Alors, le terme est resté dans les jeux de balle (la paume) ou de boule (le billard) pour toutes celles, balles ou boules, qui zigzaguent ou ricochent contre le mur ou la paroi : elles bricolent. Le bricolage devient le coup indirect, la tromperie, la ruse. Un cheval bricole quand il passe adroitement entre les arbres et les buissons. Un chien de chasse bricoleur est un chien qui ne suit pas droit la piste mais va, rusé, en zigzag pour atteindre son objectif. Au XVIe siècle bricoler, c’est manoeuvrer quelqu’un par des moyens détournés, autrement dit lui faire des suggestions indirectes pour contourner sa résistance. Un bon thérapeute bricole comme un cheval adroit ou un chien de chasse rusé.

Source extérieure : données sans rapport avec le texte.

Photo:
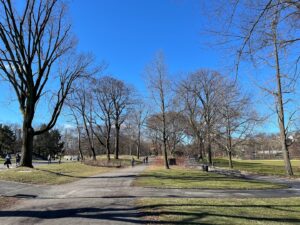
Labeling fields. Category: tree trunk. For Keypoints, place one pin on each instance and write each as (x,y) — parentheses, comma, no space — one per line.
(108,148)
(117,142)
(165,143)
(201,147)
(138,143)
(280,109)
(79,144)
(27,144)
(209,150)
(230,159)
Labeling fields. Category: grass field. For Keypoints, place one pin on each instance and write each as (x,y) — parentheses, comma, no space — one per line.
(51,174)
(275,211)
(263,167)
(179,177)
(123,161)
(7,201)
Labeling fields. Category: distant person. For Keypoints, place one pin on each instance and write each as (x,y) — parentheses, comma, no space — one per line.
(49,159)
(132,162)
(18,159)
(7,160)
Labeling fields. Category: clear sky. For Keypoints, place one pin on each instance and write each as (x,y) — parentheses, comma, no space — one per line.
(127,33)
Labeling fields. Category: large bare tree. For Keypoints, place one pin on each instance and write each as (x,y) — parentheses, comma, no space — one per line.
(104,111)
(160,87)
(82,107)
(208,87)
(237,119)
(266,33)
(36,46)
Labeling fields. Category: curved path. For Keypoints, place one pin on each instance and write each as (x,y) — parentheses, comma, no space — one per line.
(105,199)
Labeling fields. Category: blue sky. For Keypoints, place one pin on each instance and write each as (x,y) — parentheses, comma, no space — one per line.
(127,34)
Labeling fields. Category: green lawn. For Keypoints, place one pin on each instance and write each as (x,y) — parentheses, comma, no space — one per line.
(179,177)
(7,202)
(124,160)
(275,211)
(263,167)
(51,174)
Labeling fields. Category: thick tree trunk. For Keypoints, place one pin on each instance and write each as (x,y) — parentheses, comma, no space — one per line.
(209,150)
(107,148)
(201,148)
(79,145)
(280,109)
(27,144)
(138,143)
(230,158)
(165,144)
(117,142)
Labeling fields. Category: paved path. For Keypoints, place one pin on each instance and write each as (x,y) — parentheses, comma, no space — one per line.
(104,199)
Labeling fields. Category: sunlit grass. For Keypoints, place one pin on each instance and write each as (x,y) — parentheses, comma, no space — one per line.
(52,173)
(267,211)
(179,177)
(263,167)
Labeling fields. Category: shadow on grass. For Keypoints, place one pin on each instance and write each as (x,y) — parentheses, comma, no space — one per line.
(257,167)
(145,214)
(73,176)
(198,178)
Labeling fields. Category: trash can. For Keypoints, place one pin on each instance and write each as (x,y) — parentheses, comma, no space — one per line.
(172,161)
(205,167)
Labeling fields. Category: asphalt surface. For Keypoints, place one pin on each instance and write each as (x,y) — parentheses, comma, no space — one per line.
(106,199)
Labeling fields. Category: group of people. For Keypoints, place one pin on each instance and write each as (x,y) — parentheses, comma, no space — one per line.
(7,161)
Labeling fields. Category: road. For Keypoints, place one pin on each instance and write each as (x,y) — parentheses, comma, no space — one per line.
(104,199)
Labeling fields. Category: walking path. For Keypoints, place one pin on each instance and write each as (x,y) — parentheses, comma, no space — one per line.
(104,199)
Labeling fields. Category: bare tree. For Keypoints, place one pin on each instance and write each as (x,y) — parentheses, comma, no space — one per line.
(191,109)
(207,87)
(104,111)
(139,117)
(81,104)
(267,33)
(159,85)
(36,46)
(237,119)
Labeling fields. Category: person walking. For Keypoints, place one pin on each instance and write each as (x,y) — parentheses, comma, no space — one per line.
(7,160)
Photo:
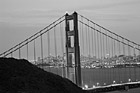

MACGYVER ET SA RHÉTORIQUE ERICKSONIENNE
Revenons à nos oignons qui finissent de suer dans la poêle : Daubech, Gide, Erickson, Rossi, toutes ces années de bricolage avec les patients. C’était décidé. J’allais regarder MacGyver, tout MacGyver, et ce serait mon sujet de recherche de l’année. En France, les 7 saisons étaient sorties de 1987 à 1994 et j’ai visionné les 38 disques de la série, soit 139 épisodes à raison de trois par soir, soit environ deux mois d’immersion quotidienne. Angus MacGyver, le héros interprété par Richard Dean Anderson, est tantôt un agent secret, tantôt un aventurier, tantôt un humanitaire, tantôt un thérapeute, tantôt un écologiste en mission, et toujours un combattant du Mal. J’ai d’abord eu un grand coup de nostalgie de ces années 1980-1990, où tout semblait fleurer la joie de vivre et l’énergie. Les premiers téléphones portables et ordinateurs, les formes démodées des voitures, des vêtements, des coiffures. Ainsi la célèbre coupe mulet de McGyver avec les cheveux qui coulent dans la nuque, le magazine Marie Claire m’apprend qu’elle revient à la mode en 2024, qu’elle est sexy et audacieuse. McGyver est un de nos collègues. Comme nous dans nos Instituts Erickson, il est rattaché à la Fondation Phoenix, mais plus, il est employé par elle. En fait, sa Fondation Phoenix est fictive, quand la nôtre est réelle.
Pourtant, dans ses interventions thérapeutiques auprès de jeunes délinquants de quartiers pauvres, de mères esseulées, de pères rigidifiés par leurs souffrances, sa rhétorique est certes américaine, mais surtout ericksonienne. A croire que le réalisateur avait bien en tête notre Fondation Erickson de Phoenix, la bien réelle, et qu’il y avait beaucoup appris. Notre héros est un surdiplômé en physique, chimie et ingénierie. Il a énormément étudié, il est savant. Il n’en fait pas état, mais grâce à cela, il sait dénicher dans les objets du quotidien de quoi bricoler pour se sortir de situations désespérées au dernier moment. A chaque situation inédite, une solution inédite, que ce soit pour échapper aux narcotrafiquants sud-américains, aux services secrets soviétiques, aux gangs de la côte Ouest, ou même à la police toulonnaise (puisqu’un épisode se passe à Toulon), dérober des papiers secrets à un voyou, faire exploser un repère de drogue, désamorcer une bombe, libérer des gens kidnappés par des terroristes, déjouer des complots mortels, faire échouer des pollueurs industriels ou des affairistes immobiliers véreux.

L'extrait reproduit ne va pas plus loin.